A visit begins in a little hamlet surrounded on three sides by rocky plateaus, and on the forth by an inlet with a narrow channel beyond, leading between distant peaks to the open sea. Wooden decking has been built out over the water from the narrow footpaths in front of the hamlet’s buildings, offering a makeshift town square  – a meeting point for new arrivals.

This would seem to be an eco-conscious community: rising from the waters of the inlet are the slender fingers of wind turbines, their blades quietly turning.  North-east of the hamlet lies a small farm, sheep grazing on tall grass, hay neatly baled, and a little market shack sitting at the end of the unpaved road leading out to it. Three more wind turbines sit out in the waters to the north, indifferent to the wreck of a fishing boat beneath them, or the second boat lying at anchor.

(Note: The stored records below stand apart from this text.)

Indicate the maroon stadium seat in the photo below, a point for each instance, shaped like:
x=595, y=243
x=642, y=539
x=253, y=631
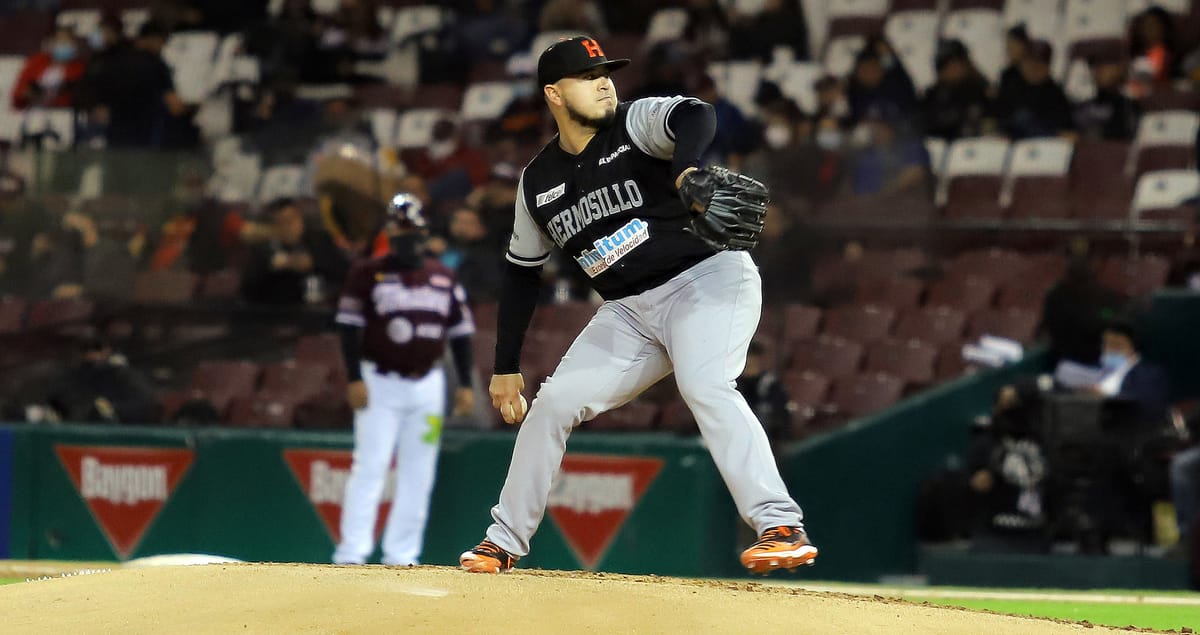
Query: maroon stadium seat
x=12, y=312
x=969, y=293
x=911, y=360
x=973, y=196
x=1135, y=276
x=936, y=324
x=831, y=355
x=221, y=381
x=799, y=322
x=865, y=394
x=304, y=381
x=864, y=323
x=262, y=409
x=889, y=291
x=54, y=312
x=1019, y=324
x=163, y=287
x=1041, y=197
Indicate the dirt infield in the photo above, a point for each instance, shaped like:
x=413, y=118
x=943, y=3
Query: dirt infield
x=307, y=598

NonStop, NonStop; Inara Pey, February 2017, on FlickrNonStop

Facing the farm across another inlet, this one watched over by a squat lighthouse, sits a camp site amidst the trees at the top of one of the plateaus. Reached via a set of stone steps set into the blunt shoulders of the rocks, it offers a setting which feels genuinely isolated and forest-like.

To the west, and reach via a set of wrought iron gates, a cobbled path leads the way to a little trailer park. Or, if you prefer, a board walk hugs the foot of another plateau, pointing the way south to where a long-abandoned chapel sits on a tiny breach of land rising from the water, its only company an ancient tree and tall wild flowers.

NonStop, NonStop; Inara Pey, February 2017, on FlickrNonStop

Northwards, beyond the rocks safeguarding the trailer park, the woodland marches up the slope of a hill denuded of grass, sandy earth laid bare, reflecting the autumnal hue of the leaves on the trees. A similar stretch of sandy earth lies to the west as well, more golden-leaved trees marching across it and over the flat top of the rocky uplands it abuts.

Caught in a late summer or early autumn frame, complete with matching windlight, NonStop really is picturesque and decidedly eye-catching. There are numerous places throughout where people can sit and chat or play games, as couples or in groups. There are also indoor spaces to explore – such as the houseboat alongside of the hamlet, although there are one or two little oddities to be found as well, adding a touch of cursory intrigue to the little town.

NonStop, NonStop; Inara Pey, February 2017, on FlickrNonStop

Adult rated, NonStop can be the home of some colourful language among the locals, but is nevertheless welcoming and more than worth the time needed to explore. My thanks, as ever, to Shakespeare for the pointer!